If we look at the Statutory Instruments Act, we see that sections 3, 5 and 11 are those that are used to determine whether or not an act complies with the Canadian Charter of Rights and Freedoms.
I understand why Quebec did not sign the Constitution. Members opposite boast about this and they celebrate the 20th anniversary of the constitution. Incidentally, they are celebrating a little too soon, because it has not been 20 years, but they are celebrating the 20th anniversary simply to show that they are a little mixed up. This year is the 20th anniversary of the patriation of the Constitution. But the 20th anniversary of the coming into effect of the Canadian Charter of Rights and Freedoms will come later. They will eventually learn that in the history books, when they read them.
These sections will not be applied to the acts that I listed. In other words, the government will not check to see if these measures respect the Canadian Charter of Rights and Freedoms. This is serious business. Yet, the government seems to be merrily going forward, oblivious of the fact that trouble may lie ahead because of these sections. But, as far as the government is concerned, there is no problem.
The very important part 2 of the bill, which deals with the National Defence Act, gives exceptional powers to the Minister of National Defence regarding the creation of the controlled access military zones to which I referred earlier.
My third concern has to do with the whole issue of damages. It will not be possible to sue the government in cases of abuse.
The amendments to the National Defence Act give excessive powers to the Minister of National Defence. One of these powers has to do with the dimensions of zones. He is the one who, at some point, is going to decide exactly what size of controlled access military zone is needed.
Right off the bat, we think that there should be very specific criteria in the bill so that the minister, whoever he is, cannot get carried away. A properly advised, open-minded legislator acting in good faith includes such criteria in a bill. The criteria in subsection 260.1 (4) are as follows:
The dimensions of a controlled access military zone may not be greater than is reasonably necessary to ensure the safety or security of any person, thing or property for which the zone is designated.
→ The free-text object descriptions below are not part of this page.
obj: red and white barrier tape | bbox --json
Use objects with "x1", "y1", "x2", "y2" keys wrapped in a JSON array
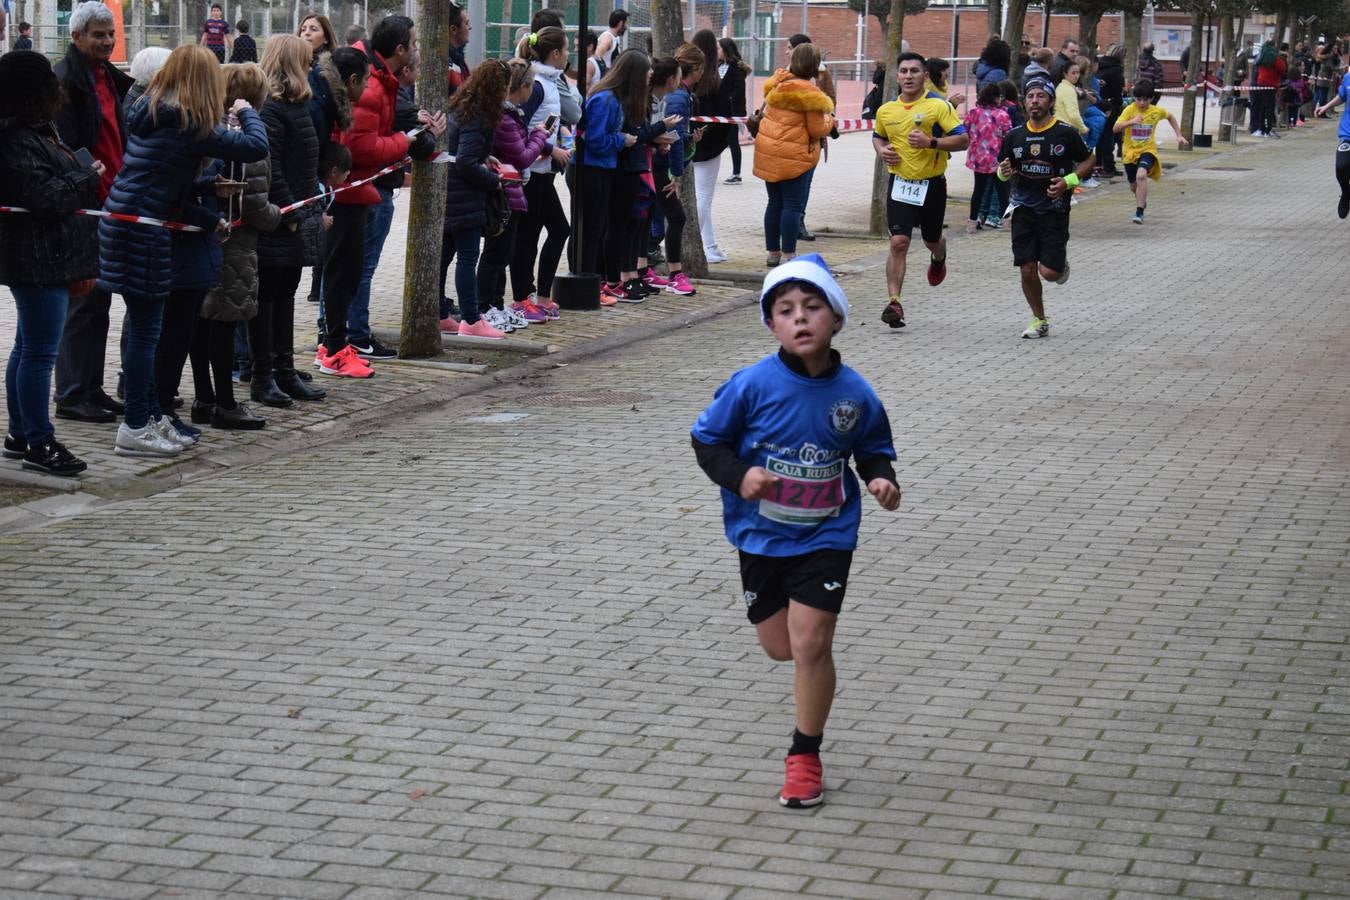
[
  {"x1": 690, "y1": 115, "x2": 875, "y2": 131},
  {"x1": 0, "y1": 205, "x2": 210, "y2": 232}
]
These are the criteria which the Minister of National Defence will use. This is the same Minister of National Defence who showed a lack of judgment in the Afghan prisoner affair.
Let us remember that Canadian troops captured prisoners. The minister knew this. He was told that they had during a briefing. But he did not feel the need to inform the Prime Minister, cabinet, or anyone else, while everyone in Canada was anxiously waiting to hear what would happen if prisoners were taken. He even told the House that none had been, when it fact some had, and so on. This is a flagrant lack of judgment, and this is the same minister who is going to implement this legislation.
It is ridiculous. I could give other examples, such as subsection (14) of this same section, which prevents taxpayers from taking the government to court.
I am being signalled that my time is up. I would have liked to speak at greater length about this bill, because it is extremely important. We in the Bloc Quebecois are naturally against it, because we defend ordinary citizens. That is why we were elected.